To beat it all, the weather, always fickle in the knobs, turned off warm again, and men went about their business in shirt sleeves in those days leading up to Christmas.

And worse yet, ever once in awhile he’d see Miss Lucy, peering through a window or around a corner or, as he drove home at night, in the pines along the side of the road. She was so angry. And above the car’s engine noise he could hear the wind moan: Find the button! Dammit, FIND THE BUTTON!

********************************************************

And then, two days after Christmas, he got lucky, for the weather turned cold enough again, with snow threatening, for men to put on heavy coats.

He was walking on the main drag through town when he happened up on young Harry Ashe. He’d always known Harry for a harum scarum type, with a bit of a mean streak that could, if encouraged, make him into a downright danger.

“Howdy, Harry,” he said.

“Howdy,” the boy replied. He seemed nervous. “Hope y’all had a merry Christmas, sir.”

“We did,” the deputy said. “And yourself?”

“Oh, yes, sir. A right nice ‘un.”

He raised his head then, and the deputy got a good look at his face.

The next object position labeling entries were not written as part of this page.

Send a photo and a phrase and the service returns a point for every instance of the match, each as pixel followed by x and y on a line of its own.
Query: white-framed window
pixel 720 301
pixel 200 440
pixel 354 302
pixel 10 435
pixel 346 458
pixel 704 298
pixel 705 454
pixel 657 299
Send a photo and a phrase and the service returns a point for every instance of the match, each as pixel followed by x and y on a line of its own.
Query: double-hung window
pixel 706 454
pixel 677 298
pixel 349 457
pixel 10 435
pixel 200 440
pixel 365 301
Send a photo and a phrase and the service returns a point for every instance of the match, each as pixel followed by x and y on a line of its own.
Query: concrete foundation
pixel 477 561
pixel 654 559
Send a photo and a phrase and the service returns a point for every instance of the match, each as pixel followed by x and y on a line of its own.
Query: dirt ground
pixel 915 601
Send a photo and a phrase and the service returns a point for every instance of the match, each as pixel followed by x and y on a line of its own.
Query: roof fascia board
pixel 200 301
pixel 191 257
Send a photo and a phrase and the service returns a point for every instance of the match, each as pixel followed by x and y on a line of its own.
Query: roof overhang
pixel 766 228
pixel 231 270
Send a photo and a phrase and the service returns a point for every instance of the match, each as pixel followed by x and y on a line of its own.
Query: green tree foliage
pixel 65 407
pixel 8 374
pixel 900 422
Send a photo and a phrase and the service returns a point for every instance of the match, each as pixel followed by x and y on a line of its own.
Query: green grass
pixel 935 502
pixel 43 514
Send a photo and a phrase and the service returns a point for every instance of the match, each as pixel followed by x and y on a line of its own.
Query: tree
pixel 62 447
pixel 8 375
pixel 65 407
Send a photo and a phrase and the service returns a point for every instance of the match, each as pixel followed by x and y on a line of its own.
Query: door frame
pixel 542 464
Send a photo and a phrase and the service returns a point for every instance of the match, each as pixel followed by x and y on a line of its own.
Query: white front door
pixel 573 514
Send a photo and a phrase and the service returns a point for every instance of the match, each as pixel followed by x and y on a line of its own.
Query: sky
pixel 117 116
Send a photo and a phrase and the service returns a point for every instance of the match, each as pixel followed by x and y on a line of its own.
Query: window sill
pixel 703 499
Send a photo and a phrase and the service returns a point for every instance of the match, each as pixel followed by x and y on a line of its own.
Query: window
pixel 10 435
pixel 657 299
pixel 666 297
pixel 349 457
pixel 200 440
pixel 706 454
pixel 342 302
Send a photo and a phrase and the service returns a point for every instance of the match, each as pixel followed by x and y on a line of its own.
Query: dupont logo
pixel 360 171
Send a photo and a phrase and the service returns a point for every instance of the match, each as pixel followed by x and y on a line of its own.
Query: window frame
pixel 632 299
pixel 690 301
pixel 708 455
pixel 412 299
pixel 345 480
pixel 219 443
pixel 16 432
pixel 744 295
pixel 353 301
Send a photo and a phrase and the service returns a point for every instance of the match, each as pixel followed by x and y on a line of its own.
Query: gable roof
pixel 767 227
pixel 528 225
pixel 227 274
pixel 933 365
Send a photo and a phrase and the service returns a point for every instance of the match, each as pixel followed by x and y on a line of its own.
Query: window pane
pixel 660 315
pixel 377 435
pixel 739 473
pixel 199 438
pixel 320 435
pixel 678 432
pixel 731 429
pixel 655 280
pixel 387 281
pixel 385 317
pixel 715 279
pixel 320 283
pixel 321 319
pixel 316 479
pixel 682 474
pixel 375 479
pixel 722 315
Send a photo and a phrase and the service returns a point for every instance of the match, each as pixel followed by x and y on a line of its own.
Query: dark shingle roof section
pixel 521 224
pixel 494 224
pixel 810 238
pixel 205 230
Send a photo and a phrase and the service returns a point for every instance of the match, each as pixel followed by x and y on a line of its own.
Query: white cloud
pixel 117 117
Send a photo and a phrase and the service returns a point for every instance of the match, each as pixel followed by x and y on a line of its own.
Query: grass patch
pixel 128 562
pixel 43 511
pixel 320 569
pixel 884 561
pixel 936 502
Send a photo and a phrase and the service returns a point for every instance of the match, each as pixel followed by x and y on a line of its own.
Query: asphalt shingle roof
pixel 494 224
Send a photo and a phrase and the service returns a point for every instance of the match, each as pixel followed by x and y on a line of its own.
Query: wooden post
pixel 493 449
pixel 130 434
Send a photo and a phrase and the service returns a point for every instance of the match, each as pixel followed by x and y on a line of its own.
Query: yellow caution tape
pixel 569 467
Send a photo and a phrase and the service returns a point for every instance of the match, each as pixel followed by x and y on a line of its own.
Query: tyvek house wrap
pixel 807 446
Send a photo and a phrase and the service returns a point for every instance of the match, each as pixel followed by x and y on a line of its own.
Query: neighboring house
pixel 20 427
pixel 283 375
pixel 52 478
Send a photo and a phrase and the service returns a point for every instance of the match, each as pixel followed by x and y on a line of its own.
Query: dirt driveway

Harry Ashe was a mess of healing and slightly inflamed scratches.

“Good Lord, Harry–” he began.

And just beyond Harry’s shoulder, he saw Miss Lucy pop her head around the corner of the drugstore.

This time, the wind didn’t roar: the words did, as if she were standing right beside his ear, bellowing in irritation.

Never mind the scratches! LOOK AT HIS COAT!

He looked down at Harry’s coat. It was, as he had thought, a heavy winter coat, and new, and it had four fancy wooden buttons down the front.

He amended that in a heartbeat: there were buttonholes for four buttons–but only three buttons remained on the coat. The second was missing. There was a small hole in the material where it had been.

“Harry, looks like you’ve lost a button,” he said deliberately.

Harry didn’t answer. He just turned white as a sheet.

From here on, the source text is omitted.